Cartas desde la trinchera

Maxi Olariaga

FIRMAS

12 may 2013 . Actualizado a las 07:00 h.

Aquella tarde de 1917, el acre perfume del azufre cegaba a las flores. Hacía ya tiempo que las águilas habían abandonado la serranía desahuciadas de sus nidales por el estruendo de la pólvora. Sobrevivían los escarabajos y las arañas. También las avispas que, en enjambres enloquecidos, viajaban como tornados sobre la campiña sobresaltando a las hormigas que ya habían comenzado el acopio de provisiones para la invernada próxima.

De vez en cuando el silbido metálico de un obús navegando entre la niebla, paralizaba la vida de todas las criaturas. Sobrevenía la explosión y los hormigueros envueltos en la hierba recién nacida, volaban por los aires convertidos en un amasijo de carne de caracoles y gusanos, envueltos en el fuego horrendo de la muerte. Un hombre asomó su catalejo sobre los sacos terreros que protegían la trinchera y estudió el paisaje lejano en el que dormitaban los chopos y las alondras. Todavía están lejos. El enemigo está a dos días de nuestra posición, masculló. Seguid con lo que estáis haciendo. Llamaba enemigo a su hermano. A otro hombre que, más allá de la geografía de su vista y protegido tras una fortificación, aseaba el ánima de los cañones.
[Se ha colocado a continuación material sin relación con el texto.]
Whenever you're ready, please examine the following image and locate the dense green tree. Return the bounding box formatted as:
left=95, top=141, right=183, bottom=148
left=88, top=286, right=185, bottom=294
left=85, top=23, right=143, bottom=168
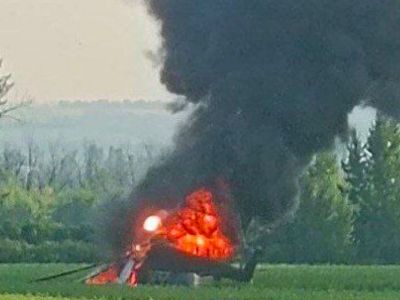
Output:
left=351, top=115, right=400, bottom=263
left=342, top=130, right=368, bottom=208
left=342, top=129, right=368, bottom=260
left=267, top=153, right=353, bottom=263
left=52, top=188, right=97, bottom=242
left=0, top=175, right=55, bottom=244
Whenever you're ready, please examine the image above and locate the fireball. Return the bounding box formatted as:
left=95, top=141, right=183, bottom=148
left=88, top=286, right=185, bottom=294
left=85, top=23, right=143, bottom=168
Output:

En los despachos de la capital jugaban a la guerra los generales atusándose el mostacho mientras desplazaban sobre un mapa monigotes y carros de combate. Él sabía todo esto y mientras esperaba la muerte en la trinchera, escribía cartas y versos bajo un cielo de lona y ramas de eucalipto. Aquel día había decidido hacer testamento y, sin miedo ni angustia, lo redactó con la tranquilidad que da la gloria cuando habita el alma.

Había decidido legar sus libros a la escuela en la que aprendió a leer. Le pareció buena idea donar sus ropas al asilo de ancianos y su casa al pueblo para que la ocupasen los más pobres tras la guerra.

Se acordó de los mirlos solitarios que silbaban en su tejado y les dejó la higuera para que se hartaran de su fruto. Premió a los lagartos legándoles los muros de la huerta para que tomaran el sol y se cobijaran en la frescura de sus grietas. La viña se la reservó a las abejas y a las golondrinas el balcón.

Se acordó de la fuente que manaba al fondo del huerto y la dividió para que la disfrutaran las ranas y las libélulas, legándole el pozo a los tritones y a las salamandras que iluminaban las tinieblas de su fondo. Recordó cuántas veces Emma y él, estudiaron sus rostros reflejados en el espejo oscuro del agua persiguiéndose luego entre las margaritas y los pensamientos hasta derrumbarse sobre el perfumado edredón de la tierra limpia, mirando al cielo azul tan lejano en el que Peter Pan acababa de encender las mejillas de Casiopea con su estela de fósforo. A Emma le legó las constelaciones que desde el huerto podían divisarse y la mejoró con un beso líquido sobre su firma.

Enrolló como un papiro el testamento y lo introdujo en su anillo de oro. Hubo una gran explosión y la lona y el eucalipto le sirvieron de sudario. Una tarde del año 1923, una urraca peregrina dejó en el balcón de Emma el testamento abrazado por el anillo y ella cumplió su voluntad. No había muerto en vano. La paz de la casa había enmudecido el odioso alarido de la guerra.